Draghi in der Rolle von Bob dem Baumeister: Wir schaffen das!

Wenn also in der Eurozone alle privatwirtschaftlichen Stricke reißen, muss Papa Staat mit Staatsverschuldung die Nachfragelücke schließen. Früher noch, unter normalen Bedingungen, wären die Staatsanleihemärkte der reformunwilligen, dafür aber schuldenfrönenden Staaten jetzt durch höhere Risikoaufschläge bestraft worden. Doch der dann teurer werdende Zinsdienst, dieses Luxusprodukt kann sich ein Otto Normal-Euro-Staat einfach nicht mehr leisten, würde ihn zerreißen.

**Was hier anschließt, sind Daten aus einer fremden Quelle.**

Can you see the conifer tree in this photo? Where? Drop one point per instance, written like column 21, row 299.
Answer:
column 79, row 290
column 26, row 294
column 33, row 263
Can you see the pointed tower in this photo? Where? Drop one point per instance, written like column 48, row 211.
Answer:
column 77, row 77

Massenschließungen von beispielsweise Krankenhäusern, Schulen oder dunkle Straßen durch das Abschalten der Straßenlaternen wären die Folgen.

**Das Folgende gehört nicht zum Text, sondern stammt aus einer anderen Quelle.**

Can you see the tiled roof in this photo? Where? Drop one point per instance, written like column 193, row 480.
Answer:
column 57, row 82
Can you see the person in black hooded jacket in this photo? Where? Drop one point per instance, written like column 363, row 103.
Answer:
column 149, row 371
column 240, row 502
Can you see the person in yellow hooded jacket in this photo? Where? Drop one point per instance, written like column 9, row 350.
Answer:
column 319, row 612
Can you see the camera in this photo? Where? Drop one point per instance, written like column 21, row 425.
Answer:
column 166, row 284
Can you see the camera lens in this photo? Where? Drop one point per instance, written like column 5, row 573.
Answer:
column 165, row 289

Steigende Renditen wären im Übrigen der Schmetterlingsflügelschlag, der den Vulkan zum Ausbruch bringen könnte, der die eurozonale Anleiheblase als Mutter aller Anlageblasen platzen ließe. Immerhin sind alle Kapitalsammelstellen und Pensionskassen randvoll mit Anleihen aller Art und man sitzt wie die Henne auf ihren Eiern auf dicksten Buchgewinnen. Die will keiner riskieren. Setzte sich plötzlich die Marktmeinung durch, dass Staatspapiere angesichts der schlechten Bonität der öffentlichen Haushalte und des großen Ozeans an Schuldenbestand viel zu teuer sind, wäre ein panikartiger Verkauf von Zinsanlagen mit sprunghaftem Anstieg der Renditen die logische Folge. Dann gehen an den Finanzmärkten der Eurozone die Lichter aus. Tatsächlich, während deutsche Aktien mit einem Kurs-Gewinn-Verhältnis (KGV) von ca. 13 ausgestattet sind, sind deutsche Staatspapiere im Durchschnitt mit fast 300 bewertet. Noch Fragen, was die wahre Teufelsanlage ist.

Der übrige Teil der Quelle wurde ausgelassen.